4.2 Routability in S3DC

S3DC is a fine-grained 3D IC fabric that uses vertically-stacked gates and 3D interconnections composed on vertical nanowires. This 3D fabric follows the mindset of our previous Skybridge fabric [5] that fully uses the vertical dimension instead of relying on a multi-layered 2D mindset. Its core fabric aspects including device, circuit style, interconnect are co-architected considering the common routability issue in 3D IC technology. In S3DC, the 3D interconnections provide greater routing capacity in both vertical and horizontal directions compared to conventional 3D ICs, which eliminates the routability issue while enabling ultra-high density design and significant benefits over conventional 3D ICs as well as 2D CMOS.

Compared with the conventional routing scheme, the S3DC’s inter-cell and intra-cell routing has three main advantages: (i) input/output pins of each cell are place in multiple metal layers which realizes 3D routing access to the cell and thus
significantly improves the cell accessibility and inter-cell routability (See Fig. 3.3), (ii) each cell can have enough number of input/output ports to provide sufficient routing capacity for high-density 3D routing, (iii) the routing demand is evenly distributed in bottom-toup metal layers in contrast to TR-L M3D or 2D CMOS where the cell input/output pins are only placed in bottom metal layers resulting in busy routing and high congestion rate in these layers.
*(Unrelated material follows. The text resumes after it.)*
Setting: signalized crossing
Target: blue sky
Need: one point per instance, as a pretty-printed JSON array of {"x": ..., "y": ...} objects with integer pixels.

These three factors contribute to significant reduction of routing congestion in high-density 3D design in S3DC. We carried out evaluation of routability in V3DC vs. the TR-L M3D by using both theoretical calculation and CAD simulation.

4.2.1 Theoretical Calculation using Rent’s rule

The routability of 2D CMOS, TR-L M3D and S3DC are evaluated through analysis of routing congestion in benchmark circuits. Generally, the routing congestion in IC design is caused by the high-demand or over-demand of routing resource [33]. Thus, routing demand is a key metric used to reflect routing congestion and evaluate the routing complexity for a design before detailed routing [34]. We have done quantified evaluation for routing demand using the relationship between the routing demand \( l \) and the cell density \( G \) per unit area [34]:

\[
l \sim G^{r-0.5}(r > 0.5) \tag{1}
\]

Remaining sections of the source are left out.